Monday 27 December 2010

Informal Fallacies

Bulverism

Bulverism is a logical fallacy in which, rather than proving that an argument is wrong, a person instead assumes it is wrong, and then goes on to explain why the other person held that argument. It is essentially a circumstantial ad hominem argument. The term "Bulverism" was coined by C. S. Lewis.

Lewis explained bulverism as follows:
You must show that a man is wrong before you start explaining why he is wrong. The modern method is to assume without discussion that he is wrong and then distract his attention from this (the only real issue) by busily explaining how he became so silly. In the course of the last fifteen years I have found this vice so common that I have had to invent a name for it. I call it "Bulverism". Some day I am going to write the biography of its imaginary inventor, Ezekiel Bulver, whose destiny was determined at the age of five when he heard his mother say to his father — who had been maintaining that two sides of a triangle were together greater than a third — "Oh you say that because you are a man." "At that moment", E. Bulver assures us, "there flashed across my opening mind the great truth that refutation is no necessary part of argument. Assume that your opponent is wrong, and the world will be at your feet. Attempt to prove that he is wrong or (worse still) try to find out whether he is wrong or right, and the national dynamism of our age will thrust you to the wall." That is how Bulver became one of the makers of the Twentieth Century.
Bulverism usually turns on a deliberate casting of suspicions upon the motives of your opponent, alleging that he stands to benefit in some way personally from the position or case he is making.  "Therefore", the argument he is making must be faulty, because the one making it is self-interested.

Here is a classic example of the fallacy in full-throated roar, courtesy of Dr Nick Smith, Minister of ACC.  Smith has been challenged by surgeons who claim that the ACC, for which he is responsible, has been deliberately turning down surgery for accident victims on the grounds that their affliction is a result of old age, not an accident.
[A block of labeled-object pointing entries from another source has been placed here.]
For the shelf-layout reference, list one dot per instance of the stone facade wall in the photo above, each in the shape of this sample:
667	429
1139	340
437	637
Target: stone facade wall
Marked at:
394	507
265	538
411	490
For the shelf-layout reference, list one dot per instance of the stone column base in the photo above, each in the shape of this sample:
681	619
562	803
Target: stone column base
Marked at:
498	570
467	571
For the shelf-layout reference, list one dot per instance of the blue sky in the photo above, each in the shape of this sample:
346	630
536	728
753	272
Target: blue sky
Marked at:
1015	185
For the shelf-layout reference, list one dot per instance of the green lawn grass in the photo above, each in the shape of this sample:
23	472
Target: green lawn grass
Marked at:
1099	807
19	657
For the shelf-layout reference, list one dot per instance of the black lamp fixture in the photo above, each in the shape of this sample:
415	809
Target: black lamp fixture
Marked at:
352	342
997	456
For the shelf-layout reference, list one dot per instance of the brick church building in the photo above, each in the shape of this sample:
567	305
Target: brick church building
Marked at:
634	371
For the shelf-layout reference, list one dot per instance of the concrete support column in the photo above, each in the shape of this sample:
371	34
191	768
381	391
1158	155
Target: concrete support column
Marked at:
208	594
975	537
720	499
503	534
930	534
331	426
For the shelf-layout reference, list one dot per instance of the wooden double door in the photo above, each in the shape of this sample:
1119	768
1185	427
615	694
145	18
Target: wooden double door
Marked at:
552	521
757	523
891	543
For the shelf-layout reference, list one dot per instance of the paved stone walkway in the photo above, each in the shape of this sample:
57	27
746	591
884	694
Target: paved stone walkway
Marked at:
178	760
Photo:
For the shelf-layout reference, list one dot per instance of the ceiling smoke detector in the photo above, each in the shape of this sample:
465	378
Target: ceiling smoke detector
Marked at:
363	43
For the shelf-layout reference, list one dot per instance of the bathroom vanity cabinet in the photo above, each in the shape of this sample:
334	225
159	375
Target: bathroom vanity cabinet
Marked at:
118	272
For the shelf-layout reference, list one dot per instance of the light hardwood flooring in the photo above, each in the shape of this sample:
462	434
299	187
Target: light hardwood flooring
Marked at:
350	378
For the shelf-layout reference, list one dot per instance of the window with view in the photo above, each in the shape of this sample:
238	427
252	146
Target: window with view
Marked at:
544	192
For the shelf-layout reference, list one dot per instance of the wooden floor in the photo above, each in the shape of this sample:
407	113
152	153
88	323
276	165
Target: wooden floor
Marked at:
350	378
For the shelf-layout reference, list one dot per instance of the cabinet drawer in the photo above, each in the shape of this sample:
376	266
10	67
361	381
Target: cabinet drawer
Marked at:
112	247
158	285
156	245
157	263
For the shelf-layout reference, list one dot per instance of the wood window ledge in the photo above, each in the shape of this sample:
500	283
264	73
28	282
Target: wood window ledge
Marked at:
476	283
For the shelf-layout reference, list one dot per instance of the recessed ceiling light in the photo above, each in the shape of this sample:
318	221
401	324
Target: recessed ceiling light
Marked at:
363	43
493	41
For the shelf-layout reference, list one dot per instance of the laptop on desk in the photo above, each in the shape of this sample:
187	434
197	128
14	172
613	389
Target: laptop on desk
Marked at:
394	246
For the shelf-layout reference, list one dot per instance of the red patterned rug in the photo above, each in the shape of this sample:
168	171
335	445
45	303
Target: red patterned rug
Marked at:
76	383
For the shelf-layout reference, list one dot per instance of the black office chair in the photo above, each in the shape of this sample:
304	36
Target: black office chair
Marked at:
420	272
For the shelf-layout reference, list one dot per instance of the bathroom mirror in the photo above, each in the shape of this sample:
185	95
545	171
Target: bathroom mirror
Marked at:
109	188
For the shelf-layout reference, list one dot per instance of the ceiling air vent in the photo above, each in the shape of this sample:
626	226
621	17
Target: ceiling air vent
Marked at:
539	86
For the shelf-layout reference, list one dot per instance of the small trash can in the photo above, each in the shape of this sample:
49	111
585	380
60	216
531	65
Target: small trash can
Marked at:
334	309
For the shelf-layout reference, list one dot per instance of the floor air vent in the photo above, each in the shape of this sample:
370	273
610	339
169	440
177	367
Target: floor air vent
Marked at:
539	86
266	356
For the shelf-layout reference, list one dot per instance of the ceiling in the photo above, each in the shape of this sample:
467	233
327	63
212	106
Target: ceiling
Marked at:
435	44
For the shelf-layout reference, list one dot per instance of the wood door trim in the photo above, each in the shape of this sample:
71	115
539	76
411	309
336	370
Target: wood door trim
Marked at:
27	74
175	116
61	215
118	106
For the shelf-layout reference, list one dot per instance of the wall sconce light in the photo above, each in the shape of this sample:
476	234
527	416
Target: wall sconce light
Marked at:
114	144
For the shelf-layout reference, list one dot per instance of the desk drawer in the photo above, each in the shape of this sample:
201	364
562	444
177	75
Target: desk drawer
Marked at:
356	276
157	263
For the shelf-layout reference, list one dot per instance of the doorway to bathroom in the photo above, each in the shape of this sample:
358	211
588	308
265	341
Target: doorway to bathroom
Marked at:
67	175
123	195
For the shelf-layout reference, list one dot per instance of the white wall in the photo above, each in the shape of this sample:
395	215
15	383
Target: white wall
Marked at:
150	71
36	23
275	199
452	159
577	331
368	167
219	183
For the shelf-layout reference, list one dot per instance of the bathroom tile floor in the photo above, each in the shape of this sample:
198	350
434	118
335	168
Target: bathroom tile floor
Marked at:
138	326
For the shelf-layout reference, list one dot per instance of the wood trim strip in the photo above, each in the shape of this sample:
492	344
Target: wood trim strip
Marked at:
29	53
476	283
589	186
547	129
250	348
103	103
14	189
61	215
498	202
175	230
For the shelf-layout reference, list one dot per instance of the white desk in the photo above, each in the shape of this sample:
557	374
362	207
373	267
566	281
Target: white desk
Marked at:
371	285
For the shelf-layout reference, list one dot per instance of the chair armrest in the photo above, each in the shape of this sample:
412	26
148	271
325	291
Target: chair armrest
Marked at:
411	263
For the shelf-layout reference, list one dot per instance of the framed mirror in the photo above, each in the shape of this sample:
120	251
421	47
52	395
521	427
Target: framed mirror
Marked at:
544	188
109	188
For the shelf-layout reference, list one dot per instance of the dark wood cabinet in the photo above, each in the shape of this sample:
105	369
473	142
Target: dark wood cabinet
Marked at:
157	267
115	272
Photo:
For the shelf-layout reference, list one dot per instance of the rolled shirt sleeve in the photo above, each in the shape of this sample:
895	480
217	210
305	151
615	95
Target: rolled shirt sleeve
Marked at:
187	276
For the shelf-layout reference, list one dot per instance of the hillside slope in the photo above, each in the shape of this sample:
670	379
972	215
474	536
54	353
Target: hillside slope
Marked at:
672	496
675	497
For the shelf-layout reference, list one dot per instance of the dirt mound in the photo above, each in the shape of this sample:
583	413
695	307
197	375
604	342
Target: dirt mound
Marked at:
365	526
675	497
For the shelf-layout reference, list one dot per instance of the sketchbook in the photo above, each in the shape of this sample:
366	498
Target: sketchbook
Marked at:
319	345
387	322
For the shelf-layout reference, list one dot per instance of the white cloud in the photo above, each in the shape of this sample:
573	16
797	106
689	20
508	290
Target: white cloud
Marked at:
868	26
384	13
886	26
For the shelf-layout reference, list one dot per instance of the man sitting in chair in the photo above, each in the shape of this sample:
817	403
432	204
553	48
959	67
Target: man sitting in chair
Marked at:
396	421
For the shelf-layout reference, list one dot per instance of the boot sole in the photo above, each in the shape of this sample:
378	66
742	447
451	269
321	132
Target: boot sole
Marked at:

Here is Dr Smith's bulveristic response:
Dr Smith warned levies would rise if ACC treated more cases, and said people should not be naive about the financial interests of orthopaedic surgeons pushing for more work to be paid for by ACC. He said 10 orthopaedic surgeons were paid more than $2.4 million each by ACC last year, including one who got $3.6 million. Figures included hospital costs, but he estimated the surgeons would have received half of that money. (NZ Herald)
Ad hominem "arguments", of which bulverism is one, are often employed by those who are defensive, or too intellectually lazy to refute an argument and so play the man rather than the ball, or those feeling the heat and wanting to deflect attention elsewhere.  In all cases, ad hominem is a fallacy because it amounts to a gratuitous slur, not an argument.